Melissa, you already submitted your women’s health issues piece to me – excellent work on the dangers of underwires, and I think everyone should take a look at it. But in light of the fact that the letters page has felt a bit limp the last few months, I’d like to throw a real scare into the readers this time around, so let’s add a special report on an obscure venereal disease that everyone long since forgot about – syphilis, perfect. We should probably call the CDC and make sure people still get syphilis, and if they do, track down some “it happened to me” sob stories. Yes, Elise? Well, magazines like ours exist to make women feel good about having no self-esteem, and articles about the dangerous pitfalls of having a sex life work toward that end. That way, you see, the reader feels justified in not having gotten laid in four years. Do you follow? Oh, not at all, you can’t learn if you don’t ask questions.
Culture section – Naomi, I’ve compiled a list of chick flicks, so pick two that won’t make you puke and write them up. I know, I know, but just use words like “engaging” and “fascinating commentary.” Yes, you have to watch the whole thing. I also have a stack of Prozac date-rape memoirs in my office and the building manager tells me that they’re creating a fire hazard, so Edie, take the top two, review them, and call maintenance and have them cart away the rest. Oh, and while you’ve got them on the phone, ask them to fix that irritating whine coming from the radiator in my office – I can’t stand it anymore, it’s like sharing a cubicle with Camille Paglia. Over to Darren for the sensitive-man profile. Right, everyone else has had Nic Cage, which means we have to have him too, but for the love of Jesus try to do something about the chest hair – send Selena over mid-shoot with a turtleneck or something, do what you have to do, but I won’t have an ape in my magazine. Who have we got for the “Coolin’ It” feature for this issue? Oh, sorry, Elise.

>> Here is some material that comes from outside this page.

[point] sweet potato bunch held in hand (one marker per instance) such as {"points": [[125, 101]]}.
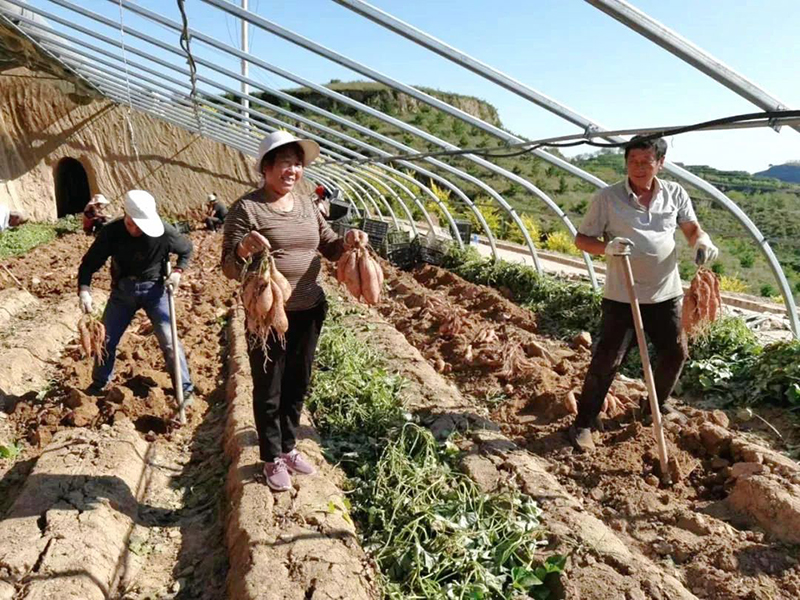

The “Coolin’ It” page takes a peek inside a famous person’s refrigerator. Well, I wouldn’t use the word “ridiculous,” but I don’t quite see the appeal either, although the readers seem to like it. Okay, whose fridge have we invaded? Jennifer Lopez, eh. Did she have a can of Crisco on the top shelf? Oh, come on – you’ve seen the caboose on that girl. All right, all right, just don’t shoot her from the side, okay?
Well, I think that about covers it for today. Mindy, if you could meet me in ten minutes, I’d like to go over that cappuccino machine memo, and everyone else, let’s meet back here after lunch to draw straws for the horoscopes.